Patrons of the new Whitehall branch of the Columbus Metropolitan Library, 4445 E. Broad St., demonstrated their eagerness Saturday, April 11, by lining up two hours before the start of a ribbon-cutting ceremony.

Patrons of the new Whitehall branch of the Columbus Metropolitan Library, 4445 E. Broad St., demonstrated their eagerness Saturday, April 11, by lining up two hours before the start of a ribbon-cutting ceremony.

"We have people knocking on the doors (before it opened)," said Gregg Dodd, director of marketing for the library system.

"We are thrilled at the amount of community support we have received. This community deserves a centerpiece and can be proud of this new library," Dodd said as hundreds of patrons explored the 20,000-square-foot Whitehall branch for the first time.

In a speech before the opening April 11, Mayor Kim Maggard called it "an exciting and historical day" in Whitehall and said the library is an amenity well-deserved by residents.

The $8.5 million library is almost triple the size of the library it replaced, a 7,500-square-foot building that opened in 1959 at 4371 E. Broad St., immediately west of the new library.

A groundbreaking ceremony for the new library was held Sept. 10, 2013; its completion took longer than expected because of harsh weather conditions during the construction period.

"We don't think it was a coincidence," said Susan Snowden.
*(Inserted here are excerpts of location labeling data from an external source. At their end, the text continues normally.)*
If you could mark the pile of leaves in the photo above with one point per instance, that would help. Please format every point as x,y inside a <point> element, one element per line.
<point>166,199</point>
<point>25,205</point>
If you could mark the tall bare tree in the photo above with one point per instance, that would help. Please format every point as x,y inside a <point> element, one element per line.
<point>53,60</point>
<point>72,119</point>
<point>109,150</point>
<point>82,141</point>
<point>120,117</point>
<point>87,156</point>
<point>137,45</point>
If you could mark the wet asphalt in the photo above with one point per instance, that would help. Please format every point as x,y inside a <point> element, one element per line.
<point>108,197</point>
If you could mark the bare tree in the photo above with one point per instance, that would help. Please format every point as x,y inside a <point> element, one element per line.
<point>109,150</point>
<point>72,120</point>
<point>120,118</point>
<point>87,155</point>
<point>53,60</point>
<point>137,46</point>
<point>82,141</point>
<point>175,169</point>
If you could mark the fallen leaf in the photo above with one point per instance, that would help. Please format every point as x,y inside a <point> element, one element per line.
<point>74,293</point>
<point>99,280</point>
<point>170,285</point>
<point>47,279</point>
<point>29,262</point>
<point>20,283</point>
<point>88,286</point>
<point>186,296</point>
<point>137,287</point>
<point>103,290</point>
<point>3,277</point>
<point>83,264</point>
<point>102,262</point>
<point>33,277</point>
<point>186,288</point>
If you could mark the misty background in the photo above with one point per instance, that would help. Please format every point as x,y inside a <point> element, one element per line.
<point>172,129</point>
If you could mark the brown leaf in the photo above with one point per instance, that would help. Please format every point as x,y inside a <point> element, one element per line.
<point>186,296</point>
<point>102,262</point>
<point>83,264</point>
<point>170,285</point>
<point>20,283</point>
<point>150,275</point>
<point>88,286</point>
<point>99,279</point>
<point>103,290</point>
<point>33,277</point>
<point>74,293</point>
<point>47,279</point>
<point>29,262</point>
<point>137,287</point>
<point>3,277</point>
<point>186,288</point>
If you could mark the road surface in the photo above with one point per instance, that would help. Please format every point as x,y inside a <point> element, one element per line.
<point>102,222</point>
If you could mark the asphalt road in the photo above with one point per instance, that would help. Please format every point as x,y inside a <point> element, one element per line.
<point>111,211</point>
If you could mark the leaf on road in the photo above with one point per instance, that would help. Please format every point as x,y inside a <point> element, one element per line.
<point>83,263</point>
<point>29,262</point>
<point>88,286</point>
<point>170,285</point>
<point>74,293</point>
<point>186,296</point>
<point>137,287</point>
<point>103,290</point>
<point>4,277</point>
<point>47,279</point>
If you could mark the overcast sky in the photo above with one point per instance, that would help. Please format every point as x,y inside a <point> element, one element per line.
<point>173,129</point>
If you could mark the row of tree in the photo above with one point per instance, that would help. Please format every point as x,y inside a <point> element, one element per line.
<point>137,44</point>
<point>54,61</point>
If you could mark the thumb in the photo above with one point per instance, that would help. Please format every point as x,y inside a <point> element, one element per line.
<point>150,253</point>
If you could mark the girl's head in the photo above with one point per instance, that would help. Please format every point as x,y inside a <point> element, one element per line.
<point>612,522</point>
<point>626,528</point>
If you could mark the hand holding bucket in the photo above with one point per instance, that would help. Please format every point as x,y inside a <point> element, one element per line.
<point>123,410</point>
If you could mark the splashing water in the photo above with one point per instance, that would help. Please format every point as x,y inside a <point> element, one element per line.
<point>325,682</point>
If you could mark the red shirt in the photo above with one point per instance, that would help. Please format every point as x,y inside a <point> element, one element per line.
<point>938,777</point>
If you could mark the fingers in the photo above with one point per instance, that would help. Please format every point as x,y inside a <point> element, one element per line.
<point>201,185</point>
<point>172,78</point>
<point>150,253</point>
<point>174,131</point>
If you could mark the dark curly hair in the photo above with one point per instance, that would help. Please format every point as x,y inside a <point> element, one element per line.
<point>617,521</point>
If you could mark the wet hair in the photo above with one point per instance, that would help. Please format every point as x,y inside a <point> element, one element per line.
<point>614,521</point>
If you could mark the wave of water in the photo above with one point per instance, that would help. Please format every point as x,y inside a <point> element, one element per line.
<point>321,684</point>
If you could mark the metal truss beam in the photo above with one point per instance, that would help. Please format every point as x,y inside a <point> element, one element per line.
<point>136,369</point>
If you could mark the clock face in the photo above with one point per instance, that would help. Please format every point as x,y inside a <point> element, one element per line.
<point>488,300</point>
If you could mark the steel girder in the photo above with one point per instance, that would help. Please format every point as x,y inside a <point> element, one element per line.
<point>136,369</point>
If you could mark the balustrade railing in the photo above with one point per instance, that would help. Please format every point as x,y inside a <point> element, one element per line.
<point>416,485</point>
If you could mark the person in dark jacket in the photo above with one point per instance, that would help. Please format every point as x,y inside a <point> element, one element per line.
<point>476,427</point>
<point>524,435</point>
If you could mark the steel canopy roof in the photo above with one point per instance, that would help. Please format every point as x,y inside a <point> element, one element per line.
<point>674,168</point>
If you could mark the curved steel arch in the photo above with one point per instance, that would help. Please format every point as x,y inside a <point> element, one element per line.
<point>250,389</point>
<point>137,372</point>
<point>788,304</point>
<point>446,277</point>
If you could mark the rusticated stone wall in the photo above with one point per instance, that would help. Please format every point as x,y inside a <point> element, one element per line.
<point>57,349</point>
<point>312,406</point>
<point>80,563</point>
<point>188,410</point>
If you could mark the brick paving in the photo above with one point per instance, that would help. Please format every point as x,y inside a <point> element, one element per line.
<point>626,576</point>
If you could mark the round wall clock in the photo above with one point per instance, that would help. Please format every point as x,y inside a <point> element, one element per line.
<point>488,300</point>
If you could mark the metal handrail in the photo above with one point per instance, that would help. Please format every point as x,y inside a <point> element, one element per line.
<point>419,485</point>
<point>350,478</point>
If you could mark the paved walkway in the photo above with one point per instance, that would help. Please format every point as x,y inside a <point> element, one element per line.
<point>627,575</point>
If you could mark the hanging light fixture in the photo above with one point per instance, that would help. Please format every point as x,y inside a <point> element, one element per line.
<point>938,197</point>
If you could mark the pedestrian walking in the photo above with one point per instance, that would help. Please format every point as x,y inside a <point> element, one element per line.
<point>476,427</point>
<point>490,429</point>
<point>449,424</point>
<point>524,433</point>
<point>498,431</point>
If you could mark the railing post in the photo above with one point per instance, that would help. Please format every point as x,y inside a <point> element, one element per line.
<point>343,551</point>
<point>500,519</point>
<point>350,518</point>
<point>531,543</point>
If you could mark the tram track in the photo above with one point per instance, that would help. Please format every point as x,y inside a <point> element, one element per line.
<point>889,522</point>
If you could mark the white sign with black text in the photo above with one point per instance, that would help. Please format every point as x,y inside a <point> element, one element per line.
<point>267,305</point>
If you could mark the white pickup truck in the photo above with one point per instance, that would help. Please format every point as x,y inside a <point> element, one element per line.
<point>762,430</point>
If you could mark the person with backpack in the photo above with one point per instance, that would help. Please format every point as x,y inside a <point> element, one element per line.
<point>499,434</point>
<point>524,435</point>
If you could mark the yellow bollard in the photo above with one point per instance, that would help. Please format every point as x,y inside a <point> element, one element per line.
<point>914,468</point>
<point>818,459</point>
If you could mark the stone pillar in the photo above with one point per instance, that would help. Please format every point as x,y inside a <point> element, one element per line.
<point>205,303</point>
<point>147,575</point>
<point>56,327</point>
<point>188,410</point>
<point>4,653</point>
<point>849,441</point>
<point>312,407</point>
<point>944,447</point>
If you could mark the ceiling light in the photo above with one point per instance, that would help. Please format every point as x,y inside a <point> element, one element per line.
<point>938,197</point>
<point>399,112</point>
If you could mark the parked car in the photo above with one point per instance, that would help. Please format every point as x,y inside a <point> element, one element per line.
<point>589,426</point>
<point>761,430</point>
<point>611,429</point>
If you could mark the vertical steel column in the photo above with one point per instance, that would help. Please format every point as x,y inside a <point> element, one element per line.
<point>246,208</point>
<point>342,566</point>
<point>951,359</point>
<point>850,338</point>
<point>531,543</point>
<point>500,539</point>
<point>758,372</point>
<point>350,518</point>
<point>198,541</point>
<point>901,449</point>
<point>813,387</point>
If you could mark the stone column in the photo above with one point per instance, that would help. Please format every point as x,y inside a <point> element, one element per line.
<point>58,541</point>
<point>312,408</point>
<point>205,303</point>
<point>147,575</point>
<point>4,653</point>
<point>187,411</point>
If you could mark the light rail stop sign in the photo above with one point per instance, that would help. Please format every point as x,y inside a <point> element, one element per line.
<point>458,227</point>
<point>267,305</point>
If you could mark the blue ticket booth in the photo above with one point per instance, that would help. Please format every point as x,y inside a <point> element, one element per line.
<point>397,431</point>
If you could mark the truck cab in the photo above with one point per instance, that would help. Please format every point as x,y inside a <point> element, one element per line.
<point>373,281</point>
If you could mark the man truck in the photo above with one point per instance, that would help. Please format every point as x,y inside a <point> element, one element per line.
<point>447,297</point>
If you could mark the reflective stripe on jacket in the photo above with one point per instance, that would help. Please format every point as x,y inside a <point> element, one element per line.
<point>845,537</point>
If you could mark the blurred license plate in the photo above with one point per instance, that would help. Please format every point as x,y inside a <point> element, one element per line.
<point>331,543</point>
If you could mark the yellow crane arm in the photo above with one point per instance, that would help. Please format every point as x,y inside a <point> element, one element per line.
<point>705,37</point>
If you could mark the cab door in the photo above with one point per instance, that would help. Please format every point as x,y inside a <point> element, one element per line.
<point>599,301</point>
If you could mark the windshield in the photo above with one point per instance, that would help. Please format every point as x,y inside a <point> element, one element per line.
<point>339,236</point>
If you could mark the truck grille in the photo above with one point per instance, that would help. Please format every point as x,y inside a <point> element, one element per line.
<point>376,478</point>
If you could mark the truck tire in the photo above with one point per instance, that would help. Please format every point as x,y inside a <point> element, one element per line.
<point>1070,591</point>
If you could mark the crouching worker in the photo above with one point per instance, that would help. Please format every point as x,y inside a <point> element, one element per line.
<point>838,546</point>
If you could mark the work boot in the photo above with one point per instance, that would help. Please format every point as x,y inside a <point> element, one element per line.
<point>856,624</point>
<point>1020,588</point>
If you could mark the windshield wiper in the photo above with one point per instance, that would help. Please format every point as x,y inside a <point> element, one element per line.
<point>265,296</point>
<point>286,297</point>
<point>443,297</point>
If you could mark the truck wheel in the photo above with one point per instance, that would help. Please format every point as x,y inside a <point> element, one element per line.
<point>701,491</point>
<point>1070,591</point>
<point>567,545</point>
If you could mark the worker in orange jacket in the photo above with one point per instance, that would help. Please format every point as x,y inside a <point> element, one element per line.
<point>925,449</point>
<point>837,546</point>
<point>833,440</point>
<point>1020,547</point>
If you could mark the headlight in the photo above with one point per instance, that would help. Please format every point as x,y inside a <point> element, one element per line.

She traveled with her sister, Nancy Snowden, from the Chicago area to represent their late sister, Carol Snowden, who bequeathed $750,000 to the library to build a children's area.

Carol Snowden was a librarian in the children's area of the Whitehall branch for 30 years. She died in January 2008 at age 57.

Susan Snowden said April 14 was Carol's birthday, and there could be no better birthday present than to be able to share with the community the new children's room that bears Carol's name.

"(Carol) wanted the future to be better than the past, and the Whitehall library always had a special place in her heart," said Susan Snowden, adding family members had discussed with Carol, after she declared her gift, how the library might appear.

"I think it is everything she imagined and more," Nancy Snowden said.

Pat Losinski, chief executive officer of the library system, called the branch "the next-generation library."

While future new branches in the system likely will have many of the same amenities, luxuries such as an interior gas fireplace and drive-up window for collecting reserved materials are, for now, found only in Whitehall.

The latter amenity is precisely what attracted East Columbus resident Kathi Bennett, 69, to the grand opening.

Bennett said she had stopped visiting the library because it became inconvenient after she began using a wheelchair. She renewed her library card April 11 and said Whitehall's drive-up window will make it much easier to pick up and return materials.

"This is a fantastic new library and I'm looking forward to being able to use it more," Bennett said.

Also enjoying the library April 11 were Whitehall resident Shelly Norman and her grandchildren, Savannah Barnette, 13, and Chase Tackett, 9.

"I love the updated technology and all the places kids can hang out," said Savannah, a student at Rosemore Middle School.

Chase said he also enjoyed the available technology, including computers, and the wider selection of books and other materials.

Bexley resident Andrew Blank said his family visited the Whitehall branch about two or three times a month and lauded the new technology available and the natural light and spaciousness of the new library.

Shirley Freeman, manager of the Whitehall branch since 2009 and a 32-year employee of the library system, said it has been a unique and exciting experience to oversee the transition from the old branch to the new one.

Aside from all the new amenities and technology, Freeman said she hopes the design, too, will further attract patrons, especially children, to the library.

"There are so many places here conducive for children to read and explore," Freeman said. "We have created a true learning environment."

The former library, at the corner of East Broad Street and South Yearling Road, will remain operable as a temporary site for the system's local history and genealogy division during the renovation of the Main Library in downtown Columbus.

Once that renovation is finished -- expected in summer 2016 -- the division will relocate back to the Main Library and the former Whitehall branch will be placed for sale.